OpenCode exists as a neat way to interact with various LLM’s from the terminal, providing something that resembles what you get with Claude Code, but from any LLM.

What really supercharged this, however, was the extensions for OpenCode. oh my opencode would take my prompts, process them via an “Orchestrator”, and then give other tasks to other agents across certain boundaries. A dedicated documentation agent would write documentation, and a dedicated designer agent would come up with designs. This had two benefits: the best agent for the job would take on my task, and those agents would complete their work in parallel before returning their results to the master orchestrator agent.

The biggest benefit this had was that if I asked Opus 4.5 to design an app, it would make the UI as a part of that design, but it would look pretty boring. Having OMO (oh my opencode) delegate the task out to an agent exclusively for design, before folding that back into the app itself, led to some pretty good UI designs. Check it out for yourself:

Screenshot of a Flutter app UI designed by an AI agent using oh my opencode, showing a clean recipe and batch cooking interface

Critically, I wouldn’t have to hack Antigravity to make it work, as OpenCode worked entirely from the terminal. I would just access my virtual machine over SSH and tell it what I wanted. My spelling was atrocious when doing this, as I was trying to type it in on a phone keyboard. But impressively, the various LLM’s at play understood what I wanted each time:

Terminal screenshot showing OpenCode receiving a typo-filled prompt typed on a phone keyboard and correctly interpreting the request

But, it wasn’t all sunshine and roses.

Going down the wrong rabbit hole

I would have an idea for a new feature that I would like to implement, and so I would prompt OpenCode to implement it. It would chip away at the feature, before coming up with something, and then having those changes implemented into the app I was building.

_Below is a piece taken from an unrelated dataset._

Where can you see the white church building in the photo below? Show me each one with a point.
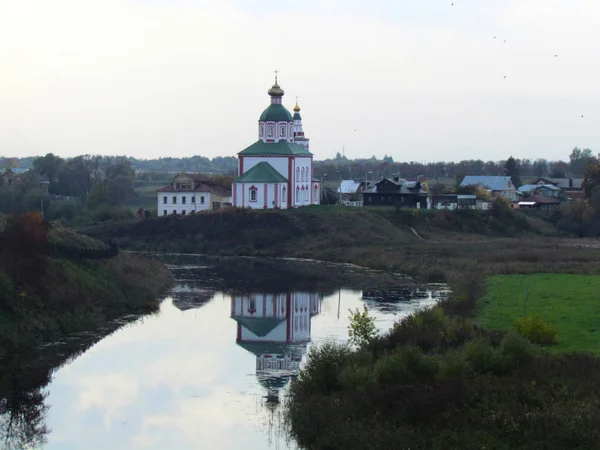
(277, 171)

Most of the time, I would pull in the new build to see how it looked and see that my new feature was implemented. Then I could guide Opus as to what I wanted next. However, sometimes I would check to see how a new feature looked and… there would be nothing. Opus would tell me it had implemented something, only for me to check and see that nothing had been done. I’d then keep prompting Opus, it would keep going, before eventually I would say, “This isn’t implemented, I can’t see it on the xyz screen”, and then the new feature would be visible.

What I realized after was that Opus had tried to implement my feature where it thought I wanted it, because I wasn’t precise enough. When I was actually using my app at a later date in more detail, some screens had a surprising amount of depth in the wrong places. For example, when trying to tune the batch cooking feature, somehow I gave Opus the idea that I wanted the batch cooking functionality on the recipe page itself:

Screenshot of a Flutter app recipe page with batch cooking functionality incorrectly placed on the recipe detail screen

This doesn’t make sense because the point of the app is to create a lot of base recipes and then spin off those base recipes into multiple other final recipes.

Week 3 – Hallucinations a’plenty

Because my attention had been split between trying to tell Claude what app to make and trying to convince my toddler that, unfortunately, patting the polar bear at SeaWorld was not going to happen, some of my prompts were a little shaky. I got very focused on what I wanted to do, not how I wanted to do it.

As a senior software developer, I more-or-less know the right way to achieve a given objective, or at least, the least gross way to do something. Assigning this responsibility to an LLM carte blanche essentially makes it attempt a calculated guess at how something should be implemented. This led to some pretty wild results.

In one case, my project was built, and then the bin directory was accidentally checked in. This introduced a weird bug where, for some reason, the build started failing because it thought it couldn’t find a certain file. The solution was simple: the bin directory just needed to be excluded from the commit. But Claude/Gemini didn’t know that, so it kept ruminating on the problem, adding regex exclusions, adding in and removing things, and just generally tinkering to try to solve the issue.

Because these models can’t just say “I don’t know how to solve that,” they just continue down the most probabilistic pathway to solve the issue. In the end, I had to Google the issue and manually exclude the directory. This is a good example of why replacing your entire test suite with AI agents requires careful oversight — the same blind spots that cause hallucinations in feature development can be just as costly during testing.

At the same time, some surprisingly complex queries were processed, and the right decisions were made. For example, I wanted to know what recipes I could make from a list of ingredients, but also to include a list of ingredients the user already had from their pantry staples. These kinds of difficult queries were produced more or less accurately.

Finally, in this week I also got OpenCode to produce some integration tests, and run them on the virtual machine. It was able to configure a lightweight X Server with XFCE, launch the app with an appropriate PPI (pixels-per-inch), and then tap through the various options and buttons to check that most of it still worked.

All in all, I was pleasantly surprised by how complicated queries and non-intuitive requests were handled.

Week 4: Burning tokens and time

At this stage, I had a mostly working app that just needed some fine-tuning. But also at about this point, integration between OpenCode and Antigravity stopped working. Worse still, Google heavily neutered the allowance of Opus 4.5 to users, so rate-limiting was happening very quickly.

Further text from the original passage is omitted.